Starting with this general discussion, I move into an analysis of how we can quantify sustainability in terms of human impact on the environment. We study an example of carbon emissions from Herendeen (1998, pp. 34-35) to show that the product of population (P), affluence (A), and technological impact (T) can lead to direct environmental impact (I). That is, I = P * A* T. Increasing P, A, or T will lead to greater environmental impact, I.

I then ask if these three direct factors are the only ones contributing to how we impact the environment in our daily lives. I use two examples to show that there are also indirect effects of our consumption (Herendeen 1998): (1) How much energy does it take to drive and maintain your car? (2) How much energy does it take to feed you?

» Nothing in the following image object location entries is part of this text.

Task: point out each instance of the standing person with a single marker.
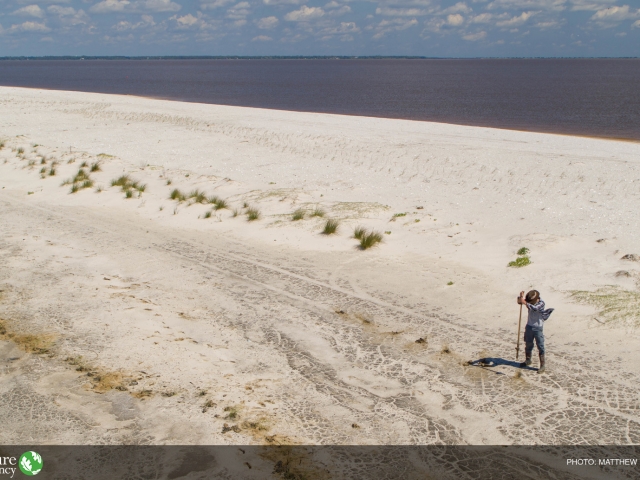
(535, 322)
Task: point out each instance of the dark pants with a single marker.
(531, 334)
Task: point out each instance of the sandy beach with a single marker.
(149, 320)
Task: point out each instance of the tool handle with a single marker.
(518, 339)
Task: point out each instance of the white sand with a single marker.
(243, 314)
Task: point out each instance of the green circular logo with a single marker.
(30, 463)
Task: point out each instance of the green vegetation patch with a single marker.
(614, 304)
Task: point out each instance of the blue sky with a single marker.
(470, 28)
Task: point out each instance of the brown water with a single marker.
(595, 97)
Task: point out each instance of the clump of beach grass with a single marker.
(219, 203)
(31, 343)
(370, 239)
(298, 214)
(523, 259)
(127, 184)
(614, 304)
(198, 196)
(318, 212)
(359, 232)
(177, 195)
(80, 181)
(330, 226)
(252, 214)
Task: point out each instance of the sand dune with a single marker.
(149, 320)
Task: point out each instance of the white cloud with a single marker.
(267, 22)
(30, 11)
(482, 18)
(157, 6)
(114, 6)
(548, 24)
(396, 24)
(474, 37)
(32, 27)
(614, 14)
(459, 7)
(342, 29)
(61, 11)
(282, 2)
(455, 20)
(340, 11)
(535, 4)
(187, 20)
(400, 12)
(239, 11)
(215, 4)
(515, 21)
(109, 6)
(578, 5)
(147, 21)
(304, 14)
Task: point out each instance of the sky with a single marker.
(433, 28)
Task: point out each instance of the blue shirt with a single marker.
(537, 314)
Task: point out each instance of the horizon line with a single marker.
(286, 57)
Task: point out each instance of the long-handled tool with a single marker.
(519, 323)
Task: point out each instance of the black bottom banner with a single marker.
(320, 462)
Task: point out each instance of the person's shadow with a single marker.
(489, 362)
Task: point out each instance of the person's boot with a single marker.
(541, 369)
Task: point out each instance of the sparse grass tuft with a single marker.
(615, 304)
(369, 239)
(177, 195)
(359, 232)
(232, 412)
(253, 214)
(330, 226)
(298, 214)
(121, 181)
(520, 262)
(31, 343)
(318, 212)
(198, 196)
(220, 204)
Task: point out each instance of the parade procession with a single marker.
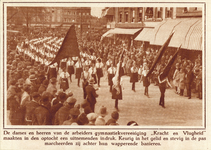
(122, 76)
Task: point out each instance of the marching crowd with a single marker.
(38, 94)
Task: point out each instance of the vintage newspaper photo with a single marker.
(104, 75)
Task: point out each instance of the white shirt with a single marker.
(70, 63)
(78, 65)
(64, 75)
(99, 65)
(92, 70)
(134, 69)
(112, 70)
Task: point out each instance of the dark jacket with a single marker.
(62, 114)
(189, 77)
(42, 88)
(30, 107)
(54, 109)
(91, 94)
(16, 113)
(41, 116)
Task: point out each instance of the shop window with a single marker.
(140, 15)
(120, 17)
(159, 12)
(126, 16)
(149, 12)
(168, 12)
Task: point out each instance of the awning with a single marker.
(13, 31)
(188, 32)
(111, 32)
(124, 31)
(107, 11)
(145, 35)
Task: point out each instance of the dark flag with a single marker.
(69, 46)
(116, 78)
(166, 70)
(160, 54)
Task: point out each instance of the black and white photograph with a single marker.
(105, 65)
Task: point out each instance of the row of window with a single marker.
(75, 20)
(75, 13)
(149, 14)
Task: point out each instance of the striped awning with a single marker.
(124, 31)
(145, 35)
(188, 33)
(111, 32)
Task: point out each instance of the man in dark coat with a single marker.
(189, 80)
(41, 114)
(91, 94)
(30, 107)
(57, 104)
(63, 113)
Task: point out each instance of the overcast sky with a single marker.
(96, 11)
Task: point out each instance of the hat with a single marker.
(103, 111)
(45, 82)
(188, 66)
(92, 116)
(74, 111)
(87, 110)
(53, 80)
(84, 103)
(32, 77)
(100, 121)
(91, 81)
(35, 95)
(115, 115)
(82, 119)
(69, 93)
(45, 98)
(71, 100)
(21, 81)
(111, 122)
(62, 96)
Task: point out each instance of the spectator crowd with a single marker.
(39, 94)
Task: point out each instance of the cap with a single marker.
(103, 111)
(35, 94)
(32, 77)
(74, 111)
(91, 81)
(92, 116)
(132, 123)
(53, 80)
(82, 119)
(71, 100)
(115, 115)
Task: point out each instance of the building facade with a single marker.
(50, 16)
(137, 17)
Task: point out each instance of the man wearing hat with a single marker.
(85, 76)
(100, 119)
(41, 115)
(74, 112)
(30, 107)
(114, 118)
(91, 94)
(189, 80)
(63, 113)
(52, 86)
(33, 86)
(176, 78)
(99, 70)
(92, 118)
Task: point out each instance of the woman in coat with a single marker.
(181, 81)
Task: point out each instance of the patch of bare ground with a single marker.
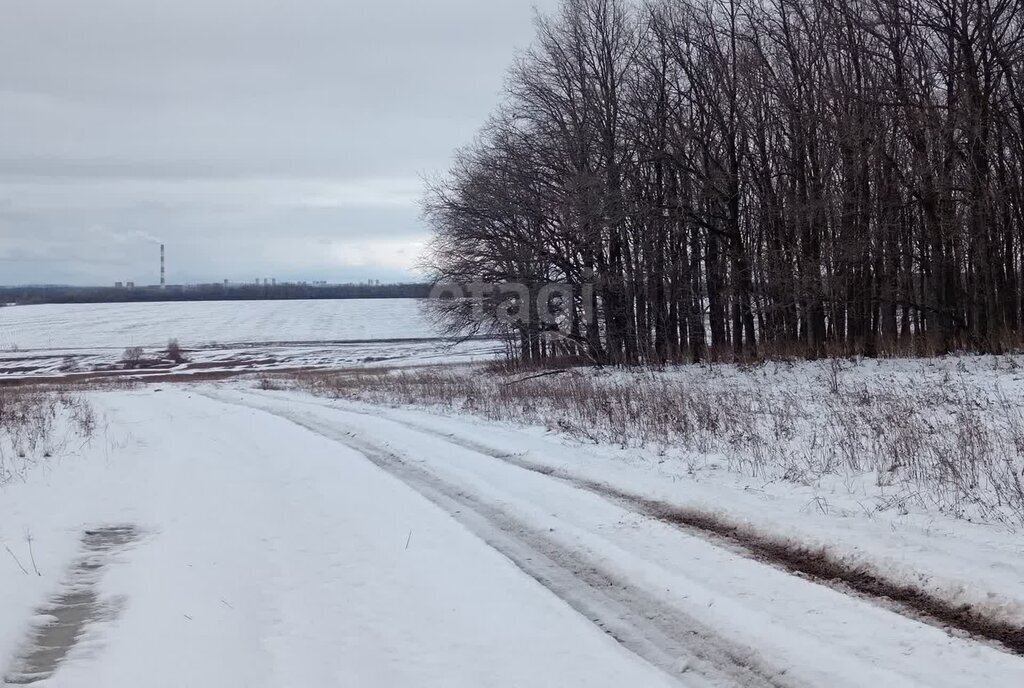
(74, 608)
(946, 443)
(814, 563)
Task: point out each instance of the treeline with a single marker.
(214, 292)
(754, 177)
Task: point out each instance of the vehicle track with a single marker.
(815, 564)
(666, 637)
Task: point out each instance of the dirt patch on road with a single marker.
(68, 614)
(813, 563)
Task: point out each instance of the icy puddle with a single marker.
(66, 617)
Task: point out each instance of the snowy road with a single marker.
(284, 541)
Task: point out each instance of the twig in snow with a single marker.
(29, 539)
(14, 557)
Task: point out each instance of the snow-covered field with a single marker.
(216, 534)
(61, 340)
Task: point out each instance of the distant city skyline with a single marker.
(254, 139)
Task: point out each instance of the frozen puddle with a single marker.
(68, 615)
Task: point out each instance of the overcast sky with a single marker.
(256, 138)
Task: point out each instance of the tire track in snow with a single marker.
(815, 564)
(68, 615)
(641, 622)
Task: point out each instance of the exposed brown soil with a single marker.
(816, 564)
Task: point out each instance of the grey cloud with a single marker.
(246, 133)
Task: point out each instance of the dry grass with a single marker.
(941, 442)
(37, 423)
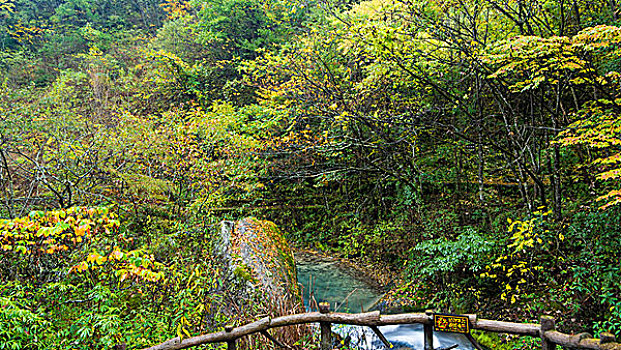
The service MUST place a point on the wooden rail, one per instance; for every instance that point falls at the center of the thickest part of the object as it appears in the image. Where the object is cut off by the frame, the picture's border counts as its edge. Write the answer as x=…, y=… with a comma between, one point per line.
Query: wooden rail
x=546, y=330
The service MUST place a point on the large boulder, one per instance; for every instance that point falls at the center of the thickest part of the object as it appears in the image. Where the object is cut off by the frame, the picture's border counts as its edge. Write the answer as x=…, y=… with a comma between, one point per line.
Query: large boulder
x=257, y=256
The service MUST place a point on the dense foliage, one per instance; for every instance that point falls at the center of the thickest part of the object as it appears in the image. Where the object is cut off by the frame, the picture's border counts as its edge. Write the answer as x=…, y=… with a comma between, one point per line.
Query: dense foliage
x=472, y=146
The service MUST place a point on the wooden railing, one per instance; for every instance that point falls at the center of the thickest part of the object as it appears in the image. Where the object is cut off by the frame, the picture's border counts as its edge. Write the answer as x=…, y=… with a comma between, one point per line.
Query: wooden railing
x=545, y=330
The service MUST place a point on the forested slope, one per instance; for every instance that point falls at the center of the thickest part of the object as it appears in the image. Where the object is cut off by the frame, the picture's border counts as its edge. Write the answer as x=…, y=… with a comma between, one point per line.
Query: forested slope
x=470, y=145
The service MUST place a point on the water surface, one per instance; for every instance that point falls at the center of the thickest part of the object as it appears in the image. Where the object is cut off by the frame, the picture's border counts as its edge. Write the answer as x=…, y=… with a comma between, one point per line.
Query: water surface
x=347, y=290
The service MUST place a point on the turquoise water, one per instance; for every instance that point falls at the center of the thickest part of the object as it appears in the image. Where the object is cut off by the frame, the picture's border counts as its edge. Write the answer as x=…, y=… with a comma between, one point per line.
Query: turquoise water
x=348, y=291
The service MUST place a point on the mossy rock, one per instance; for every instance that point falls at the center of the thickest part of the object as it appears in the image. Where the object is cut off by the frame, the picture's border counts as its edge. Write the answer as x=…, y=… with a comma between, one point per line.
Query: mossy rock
x=257, y=254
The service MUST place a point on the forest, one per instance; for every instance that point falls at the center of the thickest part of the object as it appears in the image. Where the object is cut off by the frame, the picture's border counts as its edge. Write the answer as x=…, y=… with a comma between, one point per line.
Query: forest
x=470, y=147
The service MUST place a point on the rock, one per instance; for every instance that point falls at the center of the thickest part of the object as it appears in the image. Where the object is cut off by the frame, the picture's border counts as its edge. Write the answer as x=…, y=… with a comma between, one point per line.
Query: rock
x=257, y=256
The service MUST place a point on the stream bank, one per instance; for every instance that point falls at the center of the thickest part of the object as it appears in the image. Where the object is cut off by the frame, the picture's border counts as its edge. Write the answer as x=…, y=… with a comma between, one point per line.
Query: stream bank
x=350, y=290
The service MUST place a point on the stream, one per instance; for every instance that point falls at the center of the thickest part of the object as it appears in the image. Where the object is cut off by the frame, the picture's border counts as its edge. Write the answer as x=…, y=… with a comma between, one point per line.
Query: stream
x=349, y=291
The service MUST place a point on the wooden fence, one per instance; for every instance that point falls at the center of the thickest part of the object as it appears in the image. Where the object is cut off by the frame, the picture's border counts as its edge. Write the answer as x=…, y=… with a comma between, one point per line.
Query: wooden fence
x=545, y=330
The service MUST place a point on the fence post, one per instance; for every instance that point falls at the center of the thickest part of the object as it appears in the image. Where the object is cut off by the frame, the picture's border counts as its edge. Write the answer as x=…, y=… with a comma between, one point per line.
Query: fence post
x=326, y=328
x=428, y=330
x=230, y=344
x=547, y=324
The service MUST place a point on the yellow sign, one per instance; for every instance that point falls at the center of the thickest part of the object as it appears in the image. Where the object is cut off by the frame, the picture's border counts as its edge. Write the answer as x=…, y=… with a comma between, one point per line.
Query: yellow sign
x=451, y=323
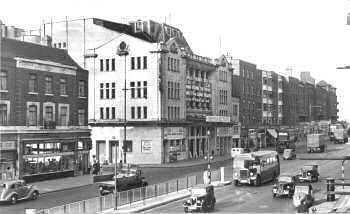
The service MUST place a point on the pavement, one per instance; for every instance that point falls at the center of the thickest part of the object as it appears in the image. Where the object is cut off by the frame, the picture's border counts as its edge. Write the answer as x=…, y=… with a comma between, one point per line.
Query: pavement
x=158, y=201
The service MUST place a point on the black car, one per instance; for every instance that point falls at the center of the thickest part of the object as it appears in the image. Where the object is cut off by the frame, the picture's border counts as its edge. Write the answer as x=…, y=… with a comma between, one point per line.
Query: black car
x=284, y=186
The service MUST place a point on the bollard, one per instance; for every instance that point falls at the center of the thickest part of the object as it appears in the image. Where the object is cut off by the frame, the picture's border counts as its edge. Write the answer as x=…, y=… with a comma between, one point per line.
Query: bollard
x=222, y=176
x=330, y=188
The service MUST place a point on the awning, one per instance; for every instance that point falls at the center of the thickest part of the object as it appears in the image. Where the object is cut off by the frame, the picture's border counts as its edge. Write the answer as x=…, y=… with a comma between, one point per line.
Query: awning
x=272, y=132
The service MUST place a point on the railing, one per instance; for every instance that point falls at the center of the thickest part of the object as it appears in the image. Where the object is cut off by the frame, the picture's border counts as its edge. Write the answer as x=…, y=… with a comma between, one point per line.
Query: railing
x=101, y=203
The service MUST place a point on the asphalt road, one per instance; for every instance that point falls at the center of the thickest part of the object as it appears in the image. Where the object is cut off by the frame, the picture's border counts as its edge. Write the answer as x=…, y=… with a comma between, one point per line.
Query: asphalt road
x=152, y=175
x=259, y=199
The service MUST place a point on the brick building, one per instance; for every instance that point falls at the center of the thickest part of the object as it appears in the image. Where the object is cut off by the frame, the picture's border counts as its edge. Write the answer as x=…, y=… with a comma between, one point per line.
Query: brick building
x=43, y=113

I ask them to take about 10 minutes to list all energy-requiring items necessary to carry out the activities (driving and maintaining the car and feeding themselves), and they do a good job in showing that operating a car requires substantially more energy than just gasoline. For example, personal indirect energy use from owning a car includes energy needed to (1) drill, extract, refine, and ship petroleum, (2) operate auto retail dealers and maintenance shops, (3) construct highway infrastructure, and (4) run auto insurance industries, among others. Herendeen shows that this indirect energy use can be up to 63% higher than direct fuel use alone. Our impact on the environment is, therefore, much broader than we imagine because of indirect effects.

I then spend about five minutes introducing the ecological footprint idea as a way to measure sustainability using data from Wackernagel and Rees (1996). Using a laptop in the classroom, I open the Excel spreadsheet and walk the students through the footprint spreadsheet, showing them how to enter data and the kinds of consumption categories that they will need to keep track of over a two-week or one-month period.

The students then spend two weeks to a month outside of class accounting for all of their consumption in six categories: food, housing, transportation, goods, services, and waste. I provide access to a table that provides a guide for the specific items and quantities students should monitor over the time span. Data are entered into the blue cells in the spreadsheet. These are monthly rates of consumption, so if students recorded data for a full month, then they can directly enter their data given the appropriate units. However, if they tallied their consumption for the shorter two-week period, then they must multiply their data by two before entering it into the spreadsheet. I prefer to have students tally these categories for two weeks because it takes considerable effort to follow them for a whole month, and students have found this too difficult to handle in a busy schedule. Once students have entered monthly consumption for these items, the footprint spreadsheet converts the amount of goods and services consumed and waste produced into an area of land needed to support a person's lifestyle.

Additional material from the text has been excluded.